According to this survey, only a few students would participate and take advantage of each option proposed. A large group of students ranked the support options between 3 and 5. This represents the target group of undecided students that might respond to implemented support. Further research should identify other options. One possibility could be to include fewer choices, which might result in clearer preferences.

Students tend to underestimate the effect of group treatment and overestimate their own ability to change lifestyle habits (Kendal and Diug 2017). Hence, it is also crucial to increase knowledge and awareness about coping strategies and support options. This results in encouraging medical students to seek assistance in order to strengthen their health before severe damage to their mental state has been done (Puthran et al. 2016; Hayes et al. 2017).
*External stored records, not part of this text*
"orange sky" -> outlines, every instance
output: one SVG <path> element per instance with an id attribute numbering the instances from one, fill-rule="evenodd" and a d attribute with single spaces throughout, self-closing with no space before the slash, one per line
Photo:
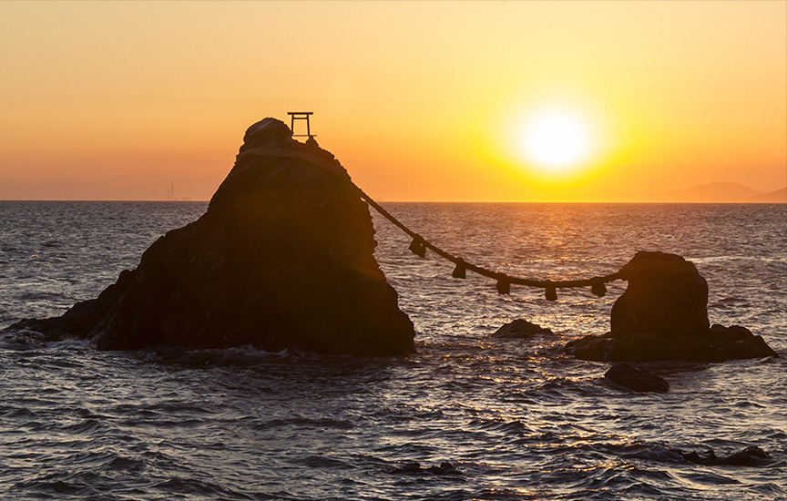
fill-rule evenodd
<path id="1" fill-rule="evenodd" d="M 2 2 L 0 67 L 0 188 L 35 198 L 208 199 L 290 110 L 381 200 L 787 185 L 784 1 Z M 516 153 L 549 107 L 592 137 L 569 173 Z"/>

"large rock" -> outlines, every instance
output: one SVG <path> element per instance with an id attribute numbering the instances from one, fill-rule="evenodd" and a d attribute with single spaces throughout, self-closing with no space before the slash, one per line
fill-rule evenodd
<path id="1" fill-rule="evenodd" d="M 567 353 L 609 362 L 778 356 L 744 327 L 709 327 L 708 284 L 680 256 L 638 252 L 620 275 L 629 287 L 612 307 L 611 332 L 572 341 Z"/>
<path id="2" fill-rule="evenodd" d="M 97 299 L 9 330 L 88 338 L 107 350 L 409 353 L 413 323 L 373 256 L 373 235 L 333 156 L 266 118 L 246 132 L 199 220 L 159 238 Z"/>
<path id="3" fill-rule="evenodd" d="M 620 269 L 629 282 L 612 307 L 612 333 L 663 337 L 700 335 L 708 322 L 708 282 L 676 254 L 639 251 Z"/>

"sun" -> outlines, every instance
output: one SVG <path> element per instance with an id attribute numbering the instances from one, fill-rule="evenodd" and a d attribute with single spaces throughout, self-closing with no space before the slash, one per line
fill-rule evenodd
<path id="1" fill-rule="evenodd" d="M 566 172 L 589 159 L 592 138 L 589 128 L 578 114 L 548 109 L 530 115 L 516 138 L 519 156 L 537 169 Z"/>

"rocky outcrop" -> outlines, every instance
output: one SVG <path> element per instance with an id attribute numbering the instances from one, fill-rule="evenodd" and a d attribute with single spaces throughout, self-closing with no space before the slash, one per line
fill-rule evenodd
<path id="1" fill-rule="evenodd" d="M 635 392 L 666 394 L 669 391 L 669 383 L 664 378 L 625 362 L 610 367 L 604 377 Z"/>
<path id="2" fill-rule="evenodd" d="M 609 362 L 778 356 L 744 327 L 709 326 L 707 282 L 682 257 L 638 252 L 620 275 L 629 287 L 612 307 L 611 332 L 572 341 L 567 353 Z"/>
<path id="3" fill-rule="evenodd" d="M 537 334 L 552 334 L 552 330 L 541 327 L 537 323 L 531 323 L 525 319 L 516 319 L 503 325 L 492 334 L 492 337 L 499 338 L 529 338 Z"/>
<path id="4" fill-rule="evenodd" d="M 708 330 L 708 282 L 676 254 L 637 252 L 620 269 L 629 282 L 612 306 L 612 333 L 686 338 Z"/>
<path id="5" fill-rule="evenodd" d="M 199 220 L 159 238 L 97 299 L 9 330 L 88 338 L 106 350 L 409 353 L 413 323 L 374 260 L 373 235 L 333 156 L 266 118 L 246 132 Z"/>

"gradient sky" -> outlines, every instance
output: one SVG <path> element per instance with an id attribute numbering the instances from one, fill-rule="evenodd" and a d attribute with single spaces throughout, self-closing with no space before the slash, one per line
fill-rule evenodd
<path id="1" fill-rule="evenodd" d="M 787 185 L 785 1 L 2 2 L 0 67 L 0 185 L 67 198 L 208 199 L 291 110 L 381 200 Z M 549 107 L 569 173 L 517 153 Z"/>

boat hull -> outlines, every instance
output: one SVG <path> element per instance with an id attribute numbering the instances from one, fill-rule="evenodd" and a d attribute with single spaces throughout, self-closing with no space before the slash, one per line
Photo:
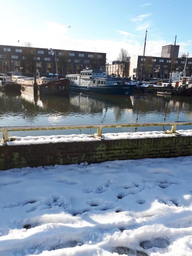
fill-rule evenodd
<path id="1" fill-rule="evenodd" d="M 94 94 L 130 96 L 135 86 L 132 84 L 113 85 L 111 86 L 86 86 L 71 85 L 70 91 L 84 94 Z"/>
<path id="2" fill-rule="evenodd" d="M 13 83 L 5 83 L 0 85 L 0 91 L 3 92 L 20 92 L 21 86 L 18 85 Z"/>
<path id="3" fill-rule="evenodd" d="M 29 94 L 34 92 L 34 85 L 21 84 L 21 91 Z M 64 78 L 52 81 L 44 84 L 37 84 L 37 91 L 40 95 L 54 95 L 69 97 L 70 83 L 68 80 Z"/>

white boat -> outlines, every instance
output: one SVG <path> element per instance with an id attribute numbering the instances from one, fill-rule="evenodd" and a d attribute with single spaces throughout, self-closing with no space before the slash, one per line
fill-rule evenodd
<path id="1" fill-rule="evenodd" d="M 4 73 L 0 73 L 0 90 L 20 92 L 20 87 L 16 84 L 11 78 Z"/>
<path id="2" fill-rule="evenodd" d="M 130 96 L 135 87 L 135 84 L 125 82 L 122 78 L 107 77 L 101 70 L 85 70 L 66 78 L 70 82 L 70 91 L 84 94 Z"/>
<path id="3" fill-rule="evenodd" d="M 172 94 L 172 92 L 161 92 L 161 91 L 159 91 L 159 92 L 157 92 L 157 94 L 166 94 L 167 95 L 170 95 L 171 94 Z"/>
Surveys could be carried out at other German universities as well as universities outside of Germany to enhance the validity of the data from the University X for medical students (Lucchetti et al. 2018). This should also include students from other fields apart from medicine. In addition, cooperation between schools may be initiated in order to establish partnerships between students from different University departments. This would support medical students to widen their circle of study friends to include students from different subjects (van Ark and Wijnen-Meijer 2018). Qualitative research commenced in the form of interviews to identify support options named by the students themselves should be further pursued (Kötter et al. 2015).

Conclusion

Medical students want to be supported in their studies through a clear study structure. The intention of supporting medical students and taking their troubles seriously could already lead to a big difference for medical students. A bottoms-up methodology should dominate the development of measures in order to reach a majority of students. We need a support program that addresses students’ wishes, not a program that is based on feasibility, staff passion or interest. If a preventive measure can save one medical student from a mental disease, encourage healthy behavior and raise their awareness for mental health, once they are a doctor themselves, they will pass their knowledge and experiences on to the general population.